Muscle-invasive Bladder Cancer

Radical Cystectomy

Radical Cystectomy

Removal of the urinary bladder (cystectomy)

The mainstay of treatment for muscle-invasive bladder cancer is surgical removal of the urinary bladder.

Your doctor has several reasons for recommending removal of the whole bladder:

  • Presence of a muscle-invasive tumour
  • Presence of a tumour that grows aggressively (high grade), that has multiple cancerous areas (multifocal), or that is superficial, but has recurred after chemotherapy or immunotherapy
  • Failure of or recurrence after a bladder-sparing approach (chemoradiation) or the occurrence of major side-effects
  • Symptoms like bleeding or pain in patients with incurable disease

To evaluate and weight your individual risk of undergoing removal of the bladder, work with your physician to consult a multidisciplinary team (for example, urologist, surgeon, anaesthesiologist, nurse practitioner, general practitioner, cardiologist).

Factors like your biological age (your body’s performance as it ages, measured as performance status or life expectancy) and other diseases that you have (diabetes, heart disease, high blood pressure) are also important. Patients older than 80 years of age have more problems recovering from such an operation. Physicians use special indexed scores to assess the risk of patients undergoing this stressful operation.

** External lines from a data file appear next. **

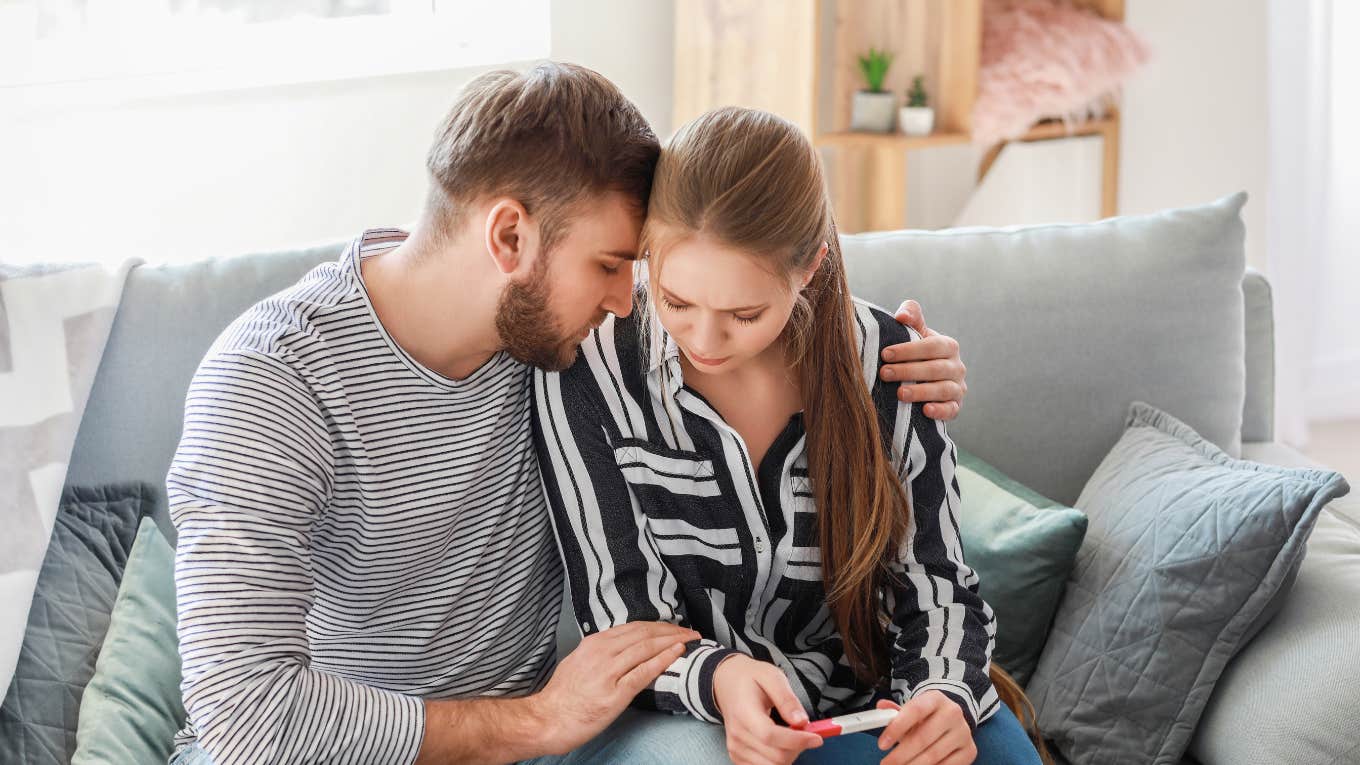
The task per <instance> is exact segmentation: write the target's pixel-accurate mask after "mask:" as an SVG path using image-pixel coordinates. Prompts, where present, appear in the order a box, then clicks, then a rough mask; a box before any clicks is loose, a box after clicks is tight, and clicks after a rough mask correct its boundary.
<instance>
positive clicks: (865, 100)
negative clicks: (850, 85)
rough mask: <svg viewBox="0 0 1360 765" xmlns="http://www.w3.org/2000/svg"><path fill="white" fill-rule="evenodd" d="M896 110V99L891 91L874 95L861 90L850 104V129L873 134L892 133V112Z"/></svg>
mask: <svg viewBox="0 0 1360 765" xmlns="http://www.w3.org/2000/svg"><path fill="white" fill-rule="evenodd" d="M896 108H898V97H896V94H894V93H891V91H881V93H874V91H872V90H861V91H858V93H855V94H854V99H853V101H851V102H850V129H851V131H869V132H874V133H891V132H892V112H894V110H895V109H896Z"/></svg>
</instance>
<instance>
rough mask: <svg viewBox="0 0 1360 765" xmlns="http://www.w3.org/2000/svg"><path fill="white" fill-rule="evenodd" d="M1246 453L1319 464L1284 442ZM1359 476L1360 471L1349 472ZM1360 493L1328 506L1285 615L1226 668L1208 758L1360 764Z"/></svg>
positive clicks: (1279, 615)
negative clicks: (1359, 495)
mask: <svg viewBox="0 0 1360 765" xmlns="http://www.w3.org/2000/svg"><path fill="white" fill-rule="evenodd" d="M1242 453H1243V456H1244V457H1247V459H1253V460H1258V461H1263V463H1269V464H1280V466H1289V467H1314V468H1316V467H1319V466H1316V464H1314V463H1311V461H1310V460H1307V459H1306V457H1304V456H1303V455H1300V453H1297V452H1295V451H1293V449H1289V448H1288V446H1284V445H1281V444H1243V448H1242ZM1352 478H1355V476H1352ZM1357 604H1360V498H1357V497H1353V495H1352V497H1345V498H1341V500H1334V501H1333V502H1331V504H1329V505H1327V506H1326V508H1325V509H1323V510H1322V515H1319V516H1318V525H1316V527H1315V528H1314V530H1312V536H1310V538H1308V554H1307V555H1306V557H1304V558H1303V565H1300V566H1299V579H1297V581H1296V583H1295V587H1293V589H1292V591H1291V592H1289V598H1287V599H1285V600H1284V607H1282V608H1281V610H1280V614H1278V615H1277V617H1276V619H1274V621H1272V622H1270V623H1269V625H1266V626H1265V628H1263V629H1262V630H1261V634H1258V636H1257V638H1255V640H1253V641H1251V644H1250V645H1247V647H1246V648H1244V649H1242V651H1240V652H1239V653H1238V655H1236V656H1235V657H1234V659H1232V662H1231V663H1229V664H1228V667H1227V668H1225V670H1224V671H1223V677H1221V678H1219V685H1217V686H1214V689H1213V696H1210V697H1209V704H1208V705H1206V706H1205V709H1204V716H1202V717H1201V720H1200V727H1198V728H1197V730H1195V735H1194V739H1193V740H1191V742H1190V751H1191V753H1194V755H1195V757H1197V758H1198V760H1200V761H1201V762H1204V764H1205V765H1238V764H1239V762H1289V764H1291V765H1341V764H1344V762H1360V724H1357V723H1356V715H1357V712H1356V711H1357V709H1360V663H1356V660H1355V644H1356V636H1357V634H1360V607H1357Z"/></svg>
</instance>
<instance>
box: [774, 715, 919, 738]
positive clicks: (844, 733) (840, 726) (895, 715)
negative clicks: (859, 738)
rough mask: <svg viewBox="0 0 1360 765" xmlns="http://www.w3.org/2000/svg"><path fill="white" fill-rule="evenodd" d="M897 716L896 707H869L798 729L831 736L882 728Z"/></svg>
mask: <svg viewBox="0 0 1360 765" xmlns="http://www.w3.org/2000/svg"><path fill="white" fill-rule="evenodd" d="M896 716H898V711H896V709H869V711H868V712H855V713H854V715H840V716H839V717H827V719H826V720H816V721H813V723H808V724H806V726H804V727H801V728H798V730H800V731H808V732H809V734H817V735H819V736H821V738H831V736H839V735H843V734H858V732H862V731H872V730H874V728H881V727H884V726H887V724H888V723H891V721H892V719H894V717H896Z"/></svg>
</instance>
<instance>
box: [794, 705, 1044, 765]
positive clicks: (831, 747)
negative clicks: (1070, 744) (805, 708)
mask: <svg viewBox="0 0 1360 765" xmlns="http://www.w3.org/2000/svg"><path fill="white" fill-rule="evenodd" d="M880 732H883V731H881V730H880V731H869V732H864V734H850V735H845V736H836V738H828V739H827V742H826V743H823V745H821V746H820V747H817V749H809V750H808V751H804V753H802V754H801V755H798V758H797V760H796V761H794V765H831V764H842V762H843V764H846V765H853V764H858V762H879V761H880V760H883V757H884V755H885V754H888V753H887V751H883V750H880V749H879V734H880ZM972 743H974V745H975V746H976V747H978V758H976V760H974V761H972V762H974V765H1039V753H1038V751H1036V750H1035V749H1034V745H1032V743H1031V742H1030V736H1028V735H1025V732H1024V728H1023V727H1020V720H1017V719H1016V716H1015V713H1013V712H1010V708H1009V706H1006V705H1005V704H1002V705H1001V708H1000V709H997V713H996V715H993V716H991V719H989V720H987V721H986V723H982V724H981V726H978V730H976V731H974V732H972Z"/></svg>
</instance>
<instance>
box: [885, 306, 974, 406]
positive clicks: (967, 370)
mask: <svg viewBox="0 0 1360 765" xmlns="http://www.w3.org/2000/svg"><path fill="white" fill-rule="evenodd" d="M896 319H898V321H900V323H903V324H906V325H907V327H911V328H913V329H915V331H917V332H921V339H919V340H917V342H914V343H898V344H896V346H888V347H885V348H883V361H885V362H889V363H884V365H883V368H881V369H880V370H879V376H880V377H881V378H883V380H885V381H894V380H896V381H902V380H911V381H914V384H913V385H898V400H900V402H929V403H928V404H925V406H923V407H921V411H923V412H925V415H926V417H929V418H930V419H944V421H949V419H953V418H956V417H959V408H960V407H962V406H963V396H964V395H967V393H968V382H967V381H966V380H964V377H966V376H967V374H968V370H967V368H964V366H963V359H962V358H960V357H959V342H957V340H955V339H953V338H951V336H948V335H941V333H940V332H936V331H934V329H932V328H929V327H926V317H925V313H922V310H921V304H918V302H917V301H906V302H903V304H902V308H899V309H898V313H896Z"/></svg>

Prior abdominal surgery or radiotherapy makes surgery more difficult but is rarely a reason not to have surgery. Being overweight does not influence survival after surgery but does influence the risk of complications from wound healing.

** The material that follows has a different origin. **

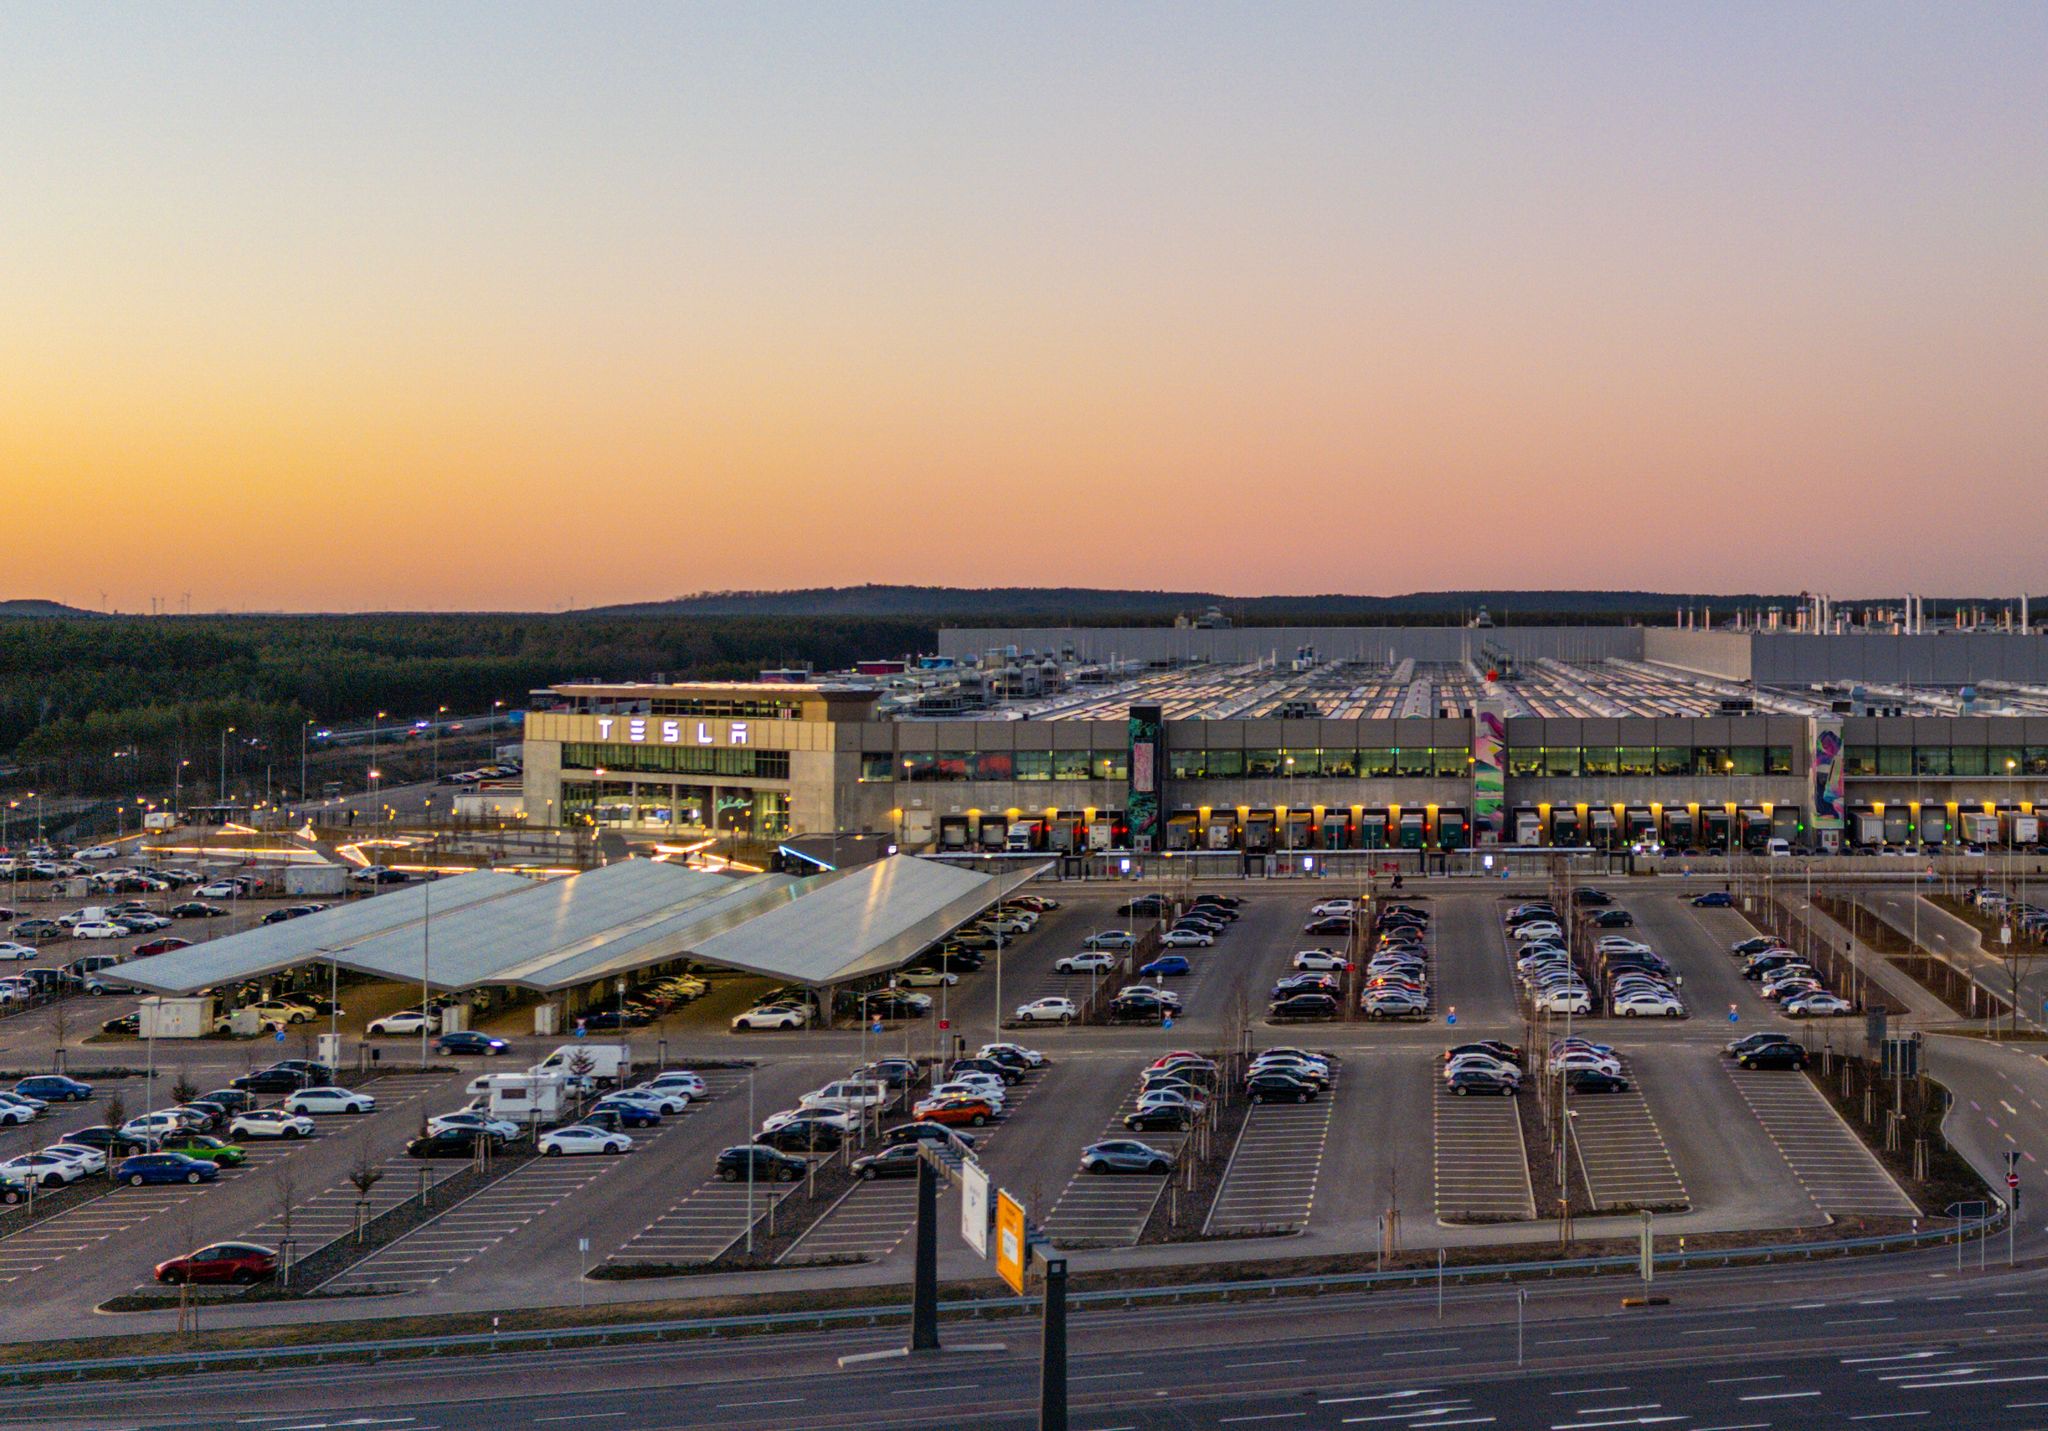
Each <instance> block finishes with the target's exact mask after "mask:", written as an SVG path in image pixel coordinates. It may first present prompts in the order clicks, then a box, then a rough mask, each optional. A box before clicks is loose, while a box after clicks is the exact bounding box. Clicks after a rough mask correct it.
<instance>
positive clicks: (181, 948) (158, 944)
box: [133, 934, 193, 958]
mask: <svg viewBox="0 0 2048 1431" xmlns="http://www.w3.org/2000/svg"><path fill="white" fill-rule="evenodd" d="M188 948H193V942H190V940H180V938H178V936H176V934H166V936H164V938H162V940H150V942H147V944H137V946H135V950H133V954H135V958H143V956H145V954H170V952H172V950H188Z"/></svg>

Removal of the urinary bladder includes removal of the bladder, the endings of the ureters and the pelvic lymph nodes. Depending on factors like tumour location and type of urinary diversion part of the adjacent gender-specific organs (the prostate and seminal vesicles in men; the entire urethra, adjacent vagina, and uterus in women) are removed. Men should be aware that prostate cancer is sometimes found in removed prostates but generally does not affect long-term survival or treatment.